Un environnement relativement propice à une reprise mondiale synchronisée
Qu’est-ce que cela signifie pour les marchés ? En cas de déploiement réussi de vaccins à l’efficacité démontrée contre le coronavirus, nous prévoyons un environnement relativement propice à une reprise mondiale synchronisée au second semestre. Ces vaccins, conjugués à une politique économique expansionniste et à l’assouplissement des restrictions liées au COVID-19, devraient favoriser un regain de l’appétit pour le risque des investisseurs et une ascension des marchés actions, mais également des autres actifs risqués, y compris les obligations d’entreprises et les titres à haut rendement. Ce scénario serait également favorable aux pays émergents, dont les économies devraient bénéficier de la reprise d’entrées de capitaux. Par ailleurs, après les niveaux très faibles atteints pendant la crise du coronavirus, les rendements des emprunts d’État devraient se redresser. Au regard du niveau anémique de l’inflation, de l’incertitude entourant les perspectives économiques et de l’importance de la dette, les banques centrales devraient pourtant se montrer (très) prudentes et retarder le moment de relever leurs taux, évitant ainsi une hausse des rendements susceptible de freiner prématurément la reprise. Par conséquent, nous ne prévoyons qu'une pentification modérée des courbes de taux dans les pays développés.
Ce scénario est néanmoins exposé à de nombreux risques.
- Une accélération des contaminations dans le monde. Celle-ci entraînerait un accroissement des hospitalisations et pourrait obliger les gouvernements des régions les plus touchées à adopter de nouvelles mesures de confinement plus strictes et plus longues, ralentissant et mettant en péril la reprise économique.
- Un retrait prématuré des politiques de soutien. Un durcissement précoce des politiques monétaires aurait lui-aussi des effets très négatifs sur les économies mondiales et les marchés financiers particulièrement vulnérables dans un contexte de creusement de la dette.

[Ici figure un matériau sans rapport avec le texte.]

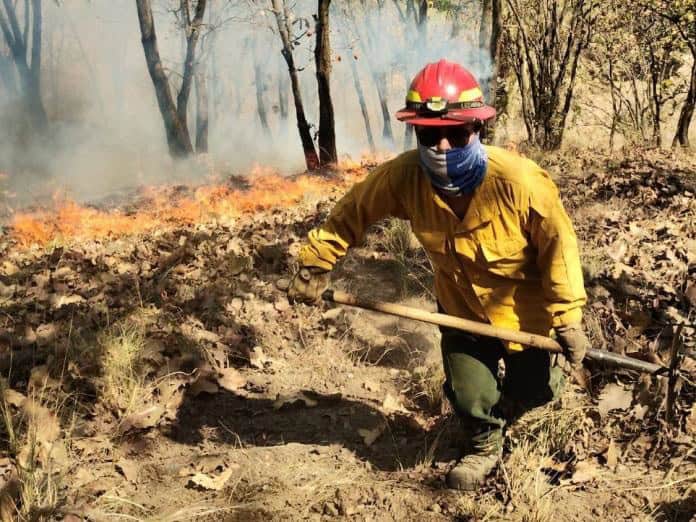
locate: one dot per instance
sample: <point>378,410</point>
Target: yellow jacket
<point>512,261</point>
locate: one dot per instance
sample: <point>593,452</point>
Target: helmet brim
<point>452,117</point>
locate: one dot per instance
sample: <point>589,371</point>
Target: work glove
<point>308,284</point>
<point>574,343</point>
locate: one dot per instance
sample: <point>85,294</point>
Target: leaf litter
<point>219,326</point>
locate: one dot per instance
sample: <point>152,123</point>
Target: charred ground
<point>165,376</point>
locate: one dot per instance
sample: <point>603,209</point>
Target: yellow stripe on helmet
<point>413,96</point>
<point>470,95</point>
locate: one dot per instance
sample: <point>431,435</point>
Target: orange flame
<point>69,220</point>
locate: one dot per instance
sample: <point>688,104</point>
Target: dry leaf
<point>282,400</point>
<point>212,483</point>
<point>231,380</point>
<point>370,436</point>
<point>258,359</point>
<point>8,268</point>
<point>144,419</point>
<point>203,384</point>
<point>613,397</point>
<point>691,421</point>
<point>612,455</point>
<point>13,397</point>
<point>60,300</point>
<point>46,333</point>
<point>393,404</point>
<point>585,471</point>
<point>129,469</point>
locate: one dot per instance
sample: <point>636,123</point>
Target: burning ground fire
<point>161,207</point>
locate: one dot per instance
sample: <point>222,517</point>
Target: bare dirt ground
<point>165,376</point>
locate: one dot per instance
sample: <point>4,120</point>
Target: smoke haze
<point>106,132</point>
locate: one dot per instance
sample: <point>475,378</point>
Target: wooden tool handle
<point>505,334</point>
<point>474,327</point>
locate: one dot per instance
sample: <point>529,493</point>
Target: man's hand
<point>308,284</point>
<point>574,343</point>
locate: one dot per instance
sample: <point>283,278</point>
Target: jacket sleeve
<point>367,202</point>
<point>558,259</point>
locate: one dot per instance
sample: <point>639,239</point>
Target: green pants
<point>477,392</point>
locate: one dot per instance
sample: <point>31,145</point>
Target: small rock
<point>332,314</point>
<point>283,284</point>
<point>281,304</point>
<point>330,509</point>
<point>435,508</point>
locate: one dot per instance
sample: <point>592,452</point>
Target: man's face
<point>446,137</point>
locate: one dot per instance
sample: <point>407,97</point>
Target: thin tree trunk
<point>202,110</point>
<point>281,14</point>
<point>322,58</point>
<point>7,76</point>
<point>260,104</point>
<point>194,32</point>
<point>282,96</point>
<point>681,136</point>
<point>485,30</point>
<point>363,104</point>
<point>29,72</point>
<point>178,137</point>
<point>380,79</point>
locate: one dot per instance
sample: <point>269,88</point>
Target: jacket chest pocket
<point>506,257</point>
<point>436,245</point>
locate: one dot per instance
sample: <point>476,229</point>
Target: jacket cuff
<point>572,316</point>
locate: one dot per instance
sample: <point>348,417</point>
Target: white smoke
<point>107,132</point>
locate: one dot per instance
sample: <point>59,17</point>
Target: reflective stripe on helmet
<point>471,94</point>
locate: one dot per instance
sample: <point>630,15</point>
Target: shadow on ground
<point>229,418</point>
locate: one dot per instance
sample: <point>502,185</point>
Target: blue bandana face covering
<point>455,172</point>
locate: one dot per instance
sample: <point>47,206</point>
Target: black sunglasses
<point>457,135</point>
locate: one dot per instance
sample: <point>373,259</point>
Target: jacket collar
<point>482,208</point>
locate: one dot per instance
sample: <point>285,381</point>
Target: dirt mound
<point>180,384</point>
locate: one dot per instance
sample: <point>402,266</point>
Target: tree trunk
<point>380,79</point>
<point>282,97</point>
<point>681,137</point>
<point>260,105</point>
<point>363,104</point>
<point>193,28</point>
<point>202,110</point>
<point>178,137</point>
<point>7,76</point>
<point>281,14</point>
<point>322,58</point>
<point>29,71</point>
<point>485,31</point>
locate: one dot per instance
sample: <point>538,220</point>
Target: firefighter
<point>501,244</point>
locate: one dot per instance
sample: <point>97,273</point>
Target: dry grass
<point>122,383</point>
<point>427,381</point>
<point>33,490</point>
<point>398,240</point>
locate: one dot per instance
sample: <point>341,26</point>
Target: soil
<point>332,413</point>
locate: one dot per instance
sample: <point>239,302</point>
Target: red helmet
<point>444,93</point>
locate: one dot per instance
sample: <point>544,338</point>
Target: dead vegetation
<point>165,376</point>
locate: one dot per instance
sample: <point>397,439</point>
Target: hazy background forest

- Risques géopolitiques. Il s’agit notamment de l’hostilité grandissante envers la Chine, des conséquences de l’accord commercial du Brexit sur les relations futures entre le Royaume-Uni et l’UE, de l’instabilité au Proche-Orient et en Asie du Sud-Est (y compris en Corée du Nord), ainsi que des tensions potentielles entre États-membres de l’UE dans le cadre de la politique de concurrence et de l’utilisation des ressources prévues dans le plan de relance européen.
Nous partons du principe que le scénario positif devrait se maintenir pendant environ le premier semestre 2021. S’il s’avère qu'un des risques évoqués plus haut se matérialise, nous pourrons alors ajuster notre scénario. Quoi qu'il en soit, 2021 devrait être une année plus favorable, tant pour l’humanité que pour l'économie mondiale. Seul le temps nous dira si les marchés peuvent aussi escompter une « annus mirabilis » (année merveilleuse).